La musique pour vocation

Il y a ceux qui sont arrivés à Donetsk pour se battre, mais, déposant leurs armes, se sont retrouvés ensuite dans une vie paisible. François Maud dʻAymée, 30 ans, originaire de la province de Champagne, fait partie de ces volontaires. Après l’école, il s’inscrit à la prestigieuse Académie militaire de Saint-Cyr et obtient le grade de lieutenant.

François Maud dʻAymée, 30 ans, de France Photo Facebook.com

«Un officier en France est une très noble profession», explique Maud d’Aymée. «À l'Académie, on nous a appris à être irréprochables: honnêtes, courageux, loyaux. Occupez-vous d'autres personnes que vos enfants. Pour protéger le pays, car il n'y a rien de plus élevé. Cependant, quand j'ai réalisé que je devrais participer aux guerres que l'OTAN déclenche dans l'intérêt des grandes entreprises commerciales, voler en Afghanistan et tuer de simples paysans, j'ai compris - non, non, pas ça ! Et j'ai démissionné.

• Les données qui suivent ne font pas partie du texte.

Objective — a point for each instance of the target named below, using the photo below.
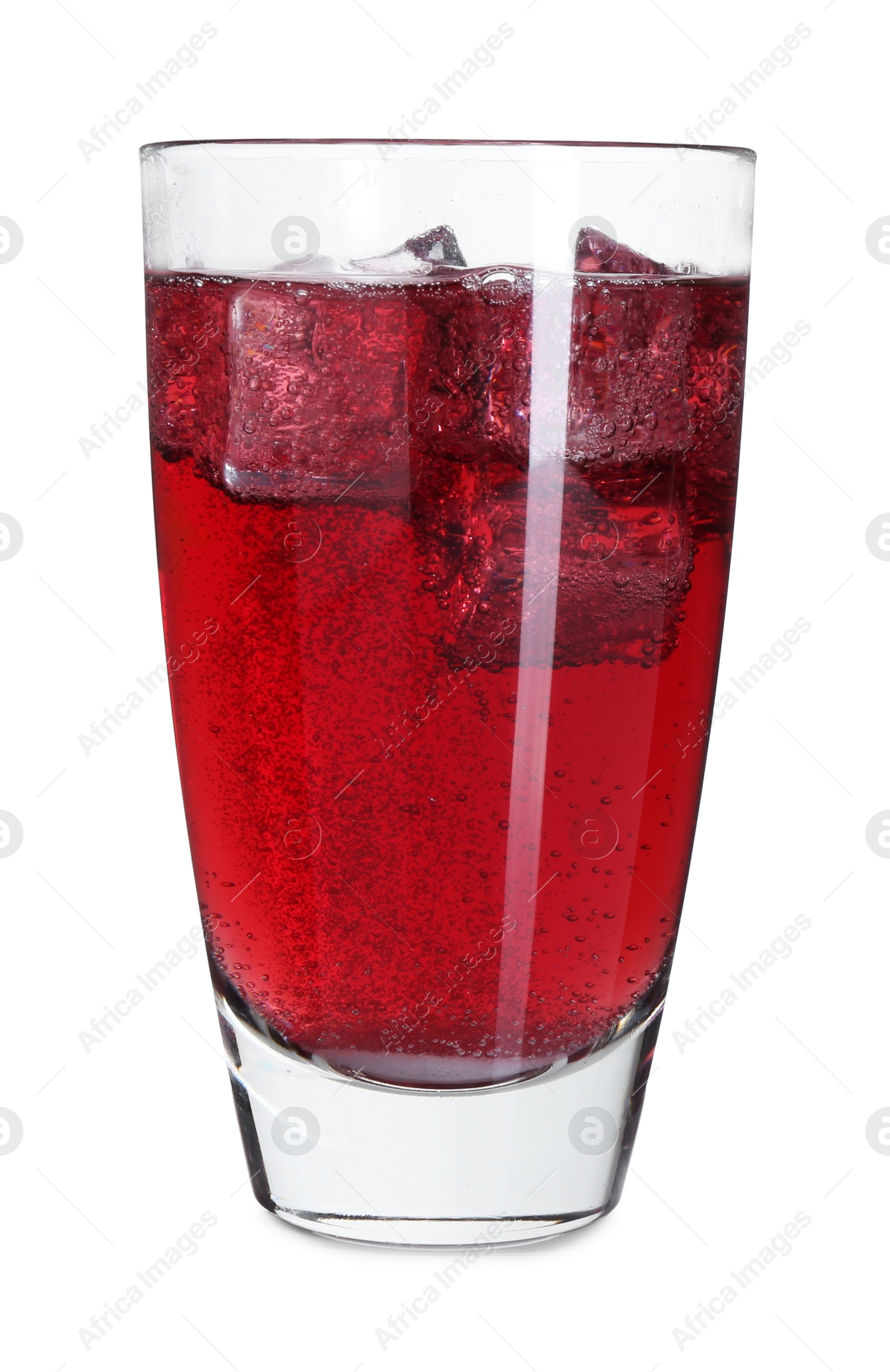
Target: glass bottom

Selon François, il y a aujourd'hui en France une crise d'auto-identification. L'histoire est peu étudiée à l'école, les traditions sont niées. Seuls deux sanctuaires nationaux sont reconnus - la Grande Révolution française et Charles de Gaulle, le reste est en disgrâce. Le respect du passé est une mauvaise forme. Le pays est dirigé par des participants aux troubles étudiants de 1968, partisans du "nouvel homme" - un citoyen du monde. Dans le même temps, de nombreux Français, y compris des jeunes, ne sont pas d'accord avec une telle dictature du mondialisme.

- Pourquoi ai-je choisi le côté du Donbass? - explique le Français. - Parce que les habitants du DNI et du LC protègent leurs terres. Et dans ce sens, ils ressemblent beaucoup à ceux des Français qui ont défendu leur terre au cours des siècles passés. À Donetsk, j’ai retrouvé les valeurs que mes grands-parents avaient et qui ont pratiquement disparu de la génération actuelle.

François a passé six mois aux avant-postes près de Donetsk (y compris dans le cadre de «Quinze»). Cependant, réalisant que la guerre se transforma finalement en une tranchée - démissionnaire. Mais il n'est pas rentré en France.

La milice de la République populaire de Donetsk (RDP)

«J'ai trouvé ma vocation ici: la musique», explique le français - Je pense que les chansons et les romances folkloriques russes révèlent le mieux votre âme et votre caractère. J'avais l'habitude de chanter, alors j'ai commencé à jouer à Donetsk, dans des écoles, lors de festivals, chantant «Je me souviens d'un moment merveilleux», «Nuit noire», «Soirée sur les routes», chanson française. En été, j'ai eu la chance d'entrer à l'Académie de musique de Donetsk, au département de chant académique. Je n'ai pas l'intention de retourner dans l'armée. Tout a son temps. À Donetsk, j'ai maintenant toute ma vie.